The PedsQLTM 3.0 Neuromuscular Module is a PedsQLTM disease-specific modules designed to measure the neuromuscular specific HRQOL of pediatric patients. It has satisfactory psychometric properties for both the child self-report and the parent proxy-report and is appropriate for children in a broad age range. The data described here support the feasibility, reliability, and validity of the Chinese version of the PedsQLTM 3.0 Neuromuscular Module in children with DMD living in mainland China. To our knowledge, it is also the first time that the PedsQLTM 3.0 Neuromuscular Module was tested on Chinese children with DMD.
There were minimal missing item responses in the Chinese scale, indicating that children and their parents were able to provide good-quality data regarding pediatric HRQOL. However, our results show that there were several items, i.e., “hard to gain or lose weight when one wants to” and “do not have the equipment one needs,” with missing responses. Notably, the percentage of missing values was primarily attributable to 2–7 year old children. The reason may be that younger children had difficulty understand these questions, that most of them could not gain or lose weight, or that they did not require equipments because they were still able to walk. Regardless, this finding is consistent with those of the prior studies with other PedsQLTM disease-specific modules  and indicates that some modifications for items of these subscales are necessary in toddler and young child versions. In addition, the highest ceiling effect was observed in the “About My/My Child’s Neuromuscular Disease” subscale. It is understandable in a mixed participant with different disease severity, where the majority of children with DMD (66.07%) could climb stairs which would be expected to influence markedly their daily lives. There was also a notable floor effect in the “Communication” subscale. It suggests that children with DMD lack good communication; this problem requires the joint efforts of the clinicians and the community.
Internal consistency reliabilities of the Chinese version exceeded the minimum alpha coefficient standard of 0.70 required for group comparisons for all child self-report and parent proxy-report scales. These findings are consistent with reliability estimates for the original English version [11, 12], indicating acceptable reliability of the Chinese version scale.
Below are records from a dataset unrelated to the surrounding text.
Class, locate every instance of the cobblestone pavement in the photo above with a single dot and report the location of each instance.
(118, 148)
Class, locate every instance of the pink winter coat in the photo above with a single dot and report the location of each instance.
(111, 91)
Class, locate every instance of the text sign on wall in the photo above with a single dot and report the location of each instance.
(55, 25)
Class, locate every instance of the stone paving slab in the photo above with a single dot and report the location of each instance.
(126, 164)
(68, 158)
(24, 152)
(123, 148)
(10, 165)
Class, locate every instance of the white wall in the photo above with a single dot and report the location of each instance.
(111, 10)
Although Cronbach’s alpha represents the lower limit of reliability of a measurement instrument and is a conservative estimate of actual reliability , scales that did not meet the 0.70 standard should only be used for descriptive analyses. Overall, responses to the Chinese version scale were in the good to excellent agreement range across a 4–6 week period and correlated significantly, supporting test-retest reliability and demonstrating that the Chinese version scale is stable over time.
In order to evaluate the item-subscale correlations of the Chinese version scale, we analyzed Pearson correlations between items and subscale scores. The results of correlations between items and their hypothesized subscales were high, but those between items and other subscales were weak, indicating good scaling success for child self-reports and parent proxy-reports.
Construct validity was assessed with the Known-Groups Method of comparing mobility groups (climb stairs vs. non-climb). The a priori hypothesis that “About My/My Child’s Neuromuscular Disease” subscale would be significantly related to mobility was confirmed for both child self-report and parent proxy-report. The subscales of “Communication” and “About Our Family Resources” showed unqualified discriminate abilities, probably due to the relatively small sample size, and both are recommended for further testing.
Construct validity was further tested by analyzing inter-correlations among the Chinese version scale Scores and the PedsQLTM 4.0 Generic Core Scales and Summary Scores. Consistent with the conceptualization of disease-specific symptoms as causal indicators of generic HRQOL, the majority of inter-correlations among the Chinese version scale and the Generic Core Scales were in the medium to large range, supporting construct validity. Regarding the agreement between child self-report and parent proxy-report of the Chinese version scale, our data were mostly in the moderate agreement range. This is consistent with both the adult and pediatric literature, suggesting that information provided by proxy-respondents is not equivalent to that reported by patients [42, 43]. Imperfect agreement between child self-report and parent proxy-report has been consistently documented in HRQOL measurements of children with and without chronic illness [44, 45], particularly for less observable or internal symptoms.
This study has several limitations that should be considered when interpreting the results. In mainland China, many children with DMD have refused or abandoned treatment for financial reasons, and HRQOL information about these patients is lacking. All of the subjects in this study were recruited in a large city (Chongqing) in mainland China; determining whether the scale can be generalized to other regions will require further studies in other areas. Information on non-participants’ and participants’ socioeconomic status was not available and could affect our findings. The test-retest data were obtained with an interval of around 4–6 weeks, which was considered to be long enough to make the children with DMD and their parents forget their answers from the first test. However, a potential limitation of the long interval was the possibility of the occurrence of positive or negative events affecting the participants. In addition, the small sample size did not allow us to perform a factor analysis; correlation coefficients from factor analyses tend to be less reliable when estimated from small sample sizes . Future studies with larger samples will allow factor analysis with this population. Finally, we did not evaluate the responsiveness, which is used to detect HRQOL changes while a patient’s health status changes over time and can be regarded as additional evidence of instrument validity . Thus, further longitudinal studies are advised to assess responsiveness.